標準的な基底はゲルマンのλ行列で与えられます.
λ1 =[0,1,0] λ2 =[0,−i,0] λ3 =[1,0,0]
[1,0,0] [i,0,0] [0,−1,0]
[0,0,0] [0,0,0] [0,0,0]
λ4 =[0,0,1] λ5 =[0,0,−i] λ6 =[0,0,0]
[0,0,0] [0,0,0] [0,0,1]
[1,0,0] [i,0,0] [0,1,0]
λ7 =[0,0,0] λ8 =1/√3[1,0,0]
[0,0,−i] [0,1,0]
[0,i,0] [0,0,−2]
これらのうちでλ1,λ2,λ4,λ5,λ6,λ7は非対角行列であり,σx,σy,σzに新たな行と列をつけ加えたものになっています.とくにλ1,λ2,λ3の3つはSU(3)の中でアイソスピン部分群と呼ばれるSU(2)部分代数を生成します.

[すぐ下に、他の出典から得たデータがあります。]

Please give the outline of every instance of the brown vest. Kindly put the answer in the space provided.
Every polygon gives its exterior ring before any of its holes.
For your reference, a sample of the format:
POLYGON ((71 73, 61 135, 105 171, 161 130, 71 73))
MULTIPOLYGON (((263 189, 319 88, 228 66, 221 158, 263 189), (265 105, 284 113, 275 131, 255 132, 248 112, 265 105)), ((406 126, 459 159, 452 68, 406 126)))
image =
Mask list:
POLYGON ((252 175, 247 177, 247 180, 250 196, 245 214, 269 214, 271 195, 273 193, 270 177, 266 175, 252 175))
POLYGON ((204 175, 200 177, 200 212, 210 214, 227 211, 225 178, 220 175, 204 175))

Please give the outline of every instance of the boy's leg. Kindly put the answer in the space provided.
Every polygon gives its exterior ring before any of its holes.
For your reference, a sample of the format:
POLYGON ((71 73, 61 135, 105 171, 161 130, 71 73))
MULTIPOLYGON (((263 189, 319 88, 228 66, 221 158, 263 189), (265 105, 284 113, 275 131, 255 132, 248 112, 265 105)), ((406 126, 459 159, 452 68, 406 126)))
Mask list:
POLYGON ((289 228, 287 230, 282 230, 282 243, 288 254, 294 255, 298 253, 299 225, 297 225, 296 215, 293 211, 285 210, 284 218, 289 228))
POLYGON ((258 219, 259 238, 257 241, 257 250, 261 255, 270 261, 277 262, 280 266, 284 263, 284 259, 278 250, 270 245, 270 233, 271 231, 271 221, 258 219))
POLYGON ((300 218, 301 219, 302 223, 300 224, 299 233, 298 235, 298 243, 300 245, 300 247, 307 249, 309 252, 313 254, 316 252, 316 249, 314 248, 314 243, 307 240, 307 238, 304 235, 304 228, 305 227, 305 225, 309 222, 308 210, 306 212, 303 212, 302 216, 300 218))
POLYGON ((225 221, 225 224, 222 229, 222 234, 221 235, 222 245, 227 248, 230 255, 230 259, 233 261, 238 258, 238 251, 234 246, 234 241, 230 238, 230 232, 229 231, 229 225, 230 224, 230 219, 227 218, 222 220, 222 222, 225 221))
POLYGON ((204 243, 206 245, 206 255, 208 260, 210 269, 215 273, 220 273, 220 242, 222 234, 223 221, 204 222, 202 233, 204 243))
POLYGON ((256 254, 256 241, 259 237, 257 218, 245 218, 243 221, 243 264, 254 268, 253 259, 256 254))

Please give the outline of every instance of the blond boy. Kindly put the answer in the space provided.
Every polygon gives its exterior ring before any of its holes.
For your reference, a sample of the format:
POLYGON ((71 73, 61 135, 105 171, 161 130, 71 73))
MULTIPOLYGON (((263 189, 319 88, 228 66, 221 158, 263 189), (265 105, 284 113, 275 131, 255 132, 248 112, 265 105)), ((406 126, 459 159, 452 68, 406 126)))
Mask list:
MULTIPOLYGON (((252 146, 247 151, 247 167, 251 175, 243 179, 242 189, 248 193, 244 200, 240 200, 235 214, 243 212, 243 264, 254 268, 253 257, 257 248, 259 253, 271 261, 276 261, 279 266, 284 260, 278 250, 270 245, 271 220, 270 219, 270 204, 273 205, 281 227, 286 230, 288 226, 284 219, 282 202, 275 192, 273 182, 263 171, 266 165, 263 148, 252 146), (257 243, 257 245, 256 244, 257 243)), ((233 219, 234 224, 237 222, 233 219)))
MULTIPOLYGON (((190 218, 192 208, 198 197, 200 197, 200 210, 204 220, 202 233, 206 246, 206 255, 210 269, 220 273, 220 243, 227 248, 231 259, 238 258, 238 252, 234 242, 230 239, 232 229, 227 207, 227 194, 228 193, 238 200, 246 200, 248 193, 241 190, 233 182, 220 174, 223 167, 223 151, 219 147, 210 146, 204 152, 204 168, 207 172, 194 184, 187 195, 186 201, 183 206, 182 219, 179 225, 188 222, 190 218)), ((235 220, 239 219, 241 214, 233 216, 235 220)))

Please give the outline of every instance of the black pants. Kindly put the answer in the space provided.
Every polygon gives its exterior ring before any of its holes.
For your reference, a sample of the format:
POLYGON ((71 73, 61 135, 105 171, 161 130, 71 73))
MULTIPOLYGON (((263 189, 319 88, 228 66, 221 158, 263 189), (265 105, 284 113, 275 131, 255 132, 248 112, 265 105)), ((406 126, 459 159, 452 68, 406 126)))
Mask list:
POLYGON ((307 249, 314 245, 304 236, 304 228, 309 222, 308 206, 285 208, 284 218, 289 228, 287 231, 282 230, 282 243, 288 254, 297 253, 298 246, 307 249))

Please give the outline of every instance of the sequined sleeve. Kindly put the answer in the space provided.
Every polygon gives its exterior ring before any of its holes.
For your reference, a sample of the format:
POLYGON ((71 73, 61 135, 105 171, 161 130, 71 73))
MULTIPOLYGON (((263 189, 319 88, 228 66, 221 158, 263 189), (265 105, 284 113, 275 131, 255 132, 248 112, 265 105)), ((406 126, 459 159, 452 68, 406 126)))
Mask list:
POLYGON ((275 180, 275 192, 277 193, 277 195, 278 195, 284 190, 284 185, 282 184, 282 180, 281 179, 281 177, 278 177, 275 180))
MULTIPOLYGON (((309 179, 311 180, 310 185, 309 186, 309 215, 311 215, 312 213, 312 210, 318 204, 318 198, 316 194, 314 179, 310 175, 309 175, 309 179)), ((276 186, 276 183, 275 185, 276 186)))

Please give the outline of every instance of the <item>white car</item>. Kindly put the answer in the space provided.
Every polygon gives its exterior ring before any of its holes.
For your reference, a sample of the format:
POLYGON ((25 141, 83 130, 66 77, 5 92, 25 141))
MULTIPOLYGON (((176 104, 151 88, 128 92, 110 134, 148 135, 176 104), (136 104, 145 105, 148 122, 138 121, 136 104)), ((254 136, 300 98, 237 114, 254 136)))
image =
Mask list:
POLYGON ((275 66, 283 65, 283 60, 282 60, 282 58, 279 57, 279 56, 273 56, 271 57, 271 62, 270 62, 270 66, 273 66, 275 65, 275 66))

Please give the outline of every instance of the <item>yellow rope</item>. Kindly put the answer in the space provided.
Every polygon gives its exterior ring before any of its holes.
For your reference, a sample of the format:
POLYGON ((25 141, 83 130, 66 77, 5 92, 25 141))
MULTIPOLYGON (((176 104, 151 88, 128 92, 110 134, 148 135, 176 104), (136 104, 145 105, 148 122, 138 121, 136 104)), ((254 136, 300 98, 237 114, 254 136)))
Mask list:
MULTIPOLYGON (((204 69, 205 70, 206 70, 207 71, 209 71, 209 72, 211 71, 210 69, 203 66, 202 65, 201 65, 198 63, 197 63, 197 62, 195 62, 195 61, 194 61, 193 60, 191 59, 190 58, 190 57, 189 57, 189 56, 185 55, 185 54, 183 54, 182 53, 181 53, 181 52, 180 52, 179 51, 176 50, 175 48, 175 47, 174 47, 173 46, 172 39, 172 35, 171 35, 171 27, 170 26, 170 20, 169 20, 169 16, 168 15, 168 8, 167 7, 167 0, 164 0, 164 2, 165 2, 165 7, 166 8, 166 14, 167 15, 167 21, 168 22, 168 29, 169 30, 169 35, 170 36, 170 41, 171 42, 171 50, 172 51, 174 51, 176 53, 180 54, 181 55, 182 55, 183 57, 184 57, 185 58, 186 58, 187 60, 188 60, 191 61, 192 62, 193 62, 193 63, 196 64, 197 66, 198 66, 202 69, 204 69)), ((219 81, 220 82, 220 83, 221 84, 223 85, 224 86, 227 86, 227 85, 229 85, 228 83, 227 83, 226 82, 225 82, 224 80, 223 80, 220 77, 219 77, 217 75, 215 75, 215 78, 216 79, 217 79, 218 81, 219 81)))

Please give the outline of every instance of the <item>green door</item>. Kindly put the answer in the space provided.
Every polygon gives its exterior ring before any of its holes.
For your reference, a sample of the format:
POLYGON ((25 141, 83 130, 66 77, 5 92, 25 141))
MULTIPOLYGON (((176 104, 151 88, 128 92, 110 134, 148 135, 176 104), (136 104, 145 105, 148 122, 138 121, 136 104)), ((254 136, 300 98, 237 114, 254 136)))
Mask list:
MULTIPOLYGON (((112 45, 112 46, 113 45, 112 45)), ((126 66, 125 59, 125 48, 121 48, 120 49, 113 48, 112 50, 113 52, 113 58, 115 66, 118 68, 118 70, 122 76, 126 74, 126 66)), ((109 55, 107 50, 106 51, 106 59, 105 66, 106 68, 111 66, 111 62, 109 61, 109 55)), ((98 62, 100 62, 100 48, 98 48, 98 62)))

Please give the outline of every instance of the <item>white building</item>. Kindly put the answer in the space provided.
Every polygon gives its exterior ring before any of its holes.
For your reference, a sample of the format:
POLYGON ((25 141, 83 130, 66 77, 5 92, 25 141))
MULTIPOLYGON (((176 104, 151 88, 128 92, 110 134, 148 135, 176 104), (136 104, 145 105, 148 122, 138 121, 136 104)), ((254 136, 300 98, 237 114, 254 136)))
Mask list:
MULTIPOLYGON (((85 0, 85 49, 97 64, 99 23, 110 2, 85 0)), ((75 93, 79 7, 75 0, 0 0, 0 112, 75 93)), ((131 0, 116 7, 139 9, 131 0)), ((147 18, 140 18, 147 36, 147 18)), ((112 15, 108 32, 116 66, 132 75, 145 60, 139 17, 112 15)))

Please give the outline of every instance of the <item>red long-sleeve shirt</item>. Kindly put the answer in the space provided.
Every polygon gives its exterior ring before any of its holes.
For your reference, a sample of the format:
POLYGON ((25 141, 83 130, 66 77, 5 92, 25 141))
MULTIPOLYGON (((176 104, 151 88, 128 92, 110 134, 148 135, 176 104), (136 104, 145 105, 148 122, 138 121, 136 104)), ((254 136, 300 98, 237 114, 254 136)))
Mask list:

一方,λ3,λ8は対角行列であり,互いに交換します.
[λ3,λ8]=0
λ3と可換な基底がλ3以外に1つだけあり,それがλ8なのです.
SU(2)の場合と同様に,基底として
Tr(TiTj)=1/2δij
を満たすものを選ぶと,基底は
Tj=λj/2
となります.また,パウリのスピン行列はアイソスピン行列γiと単位行列E2から構成されるものでしたが,ゲルマン行列の場合,E2に相当するものは
λ0 =√2/3[1,0,0]
[0,1,0]
[0,0,1]
で与えられます.
===================================
SU(3)の場合,SU(2)のパウリ行列
σx=[0,1] σy=[0,−i] σz=[1, 0]
[1,0] [i, 0] [0,−1]
に対応するのがゲルマン行列であって,パウリのスピン行列に類似した8個の基底をもつのですが,一般にSU(n)のリー代数はトレース0の反エルミート行列からなり,それには線形独立なものがn^2−1個あります.
SU(2)では3個の基底(1/2σi),SU(3)では8個の基底(1/2λi),
SU(6)では35個の基底からなるのですが,その内訳は
8(1/2λ)+3(1/2σ)+8×3(1/2λσ)=35
となります.SU(mn)の基底は
m^2−1+n^2−1+(m^2−1)(n^2−1)=(mn)^2−1
というわけです.
SU(3)に対する議論はSU(2)の場合よりも少し複雑になるだけのことであって,3×3のユニタリー行列は8個の独立な基底の線形結合によって生成されます.また,SU(3)対称性については,2個の正規直交基底を決めてルートを図示すると,それは六角形のパターンに8種類の粒子を配置した有名な「八道説」のダイアグラムによって表現されることになるのです.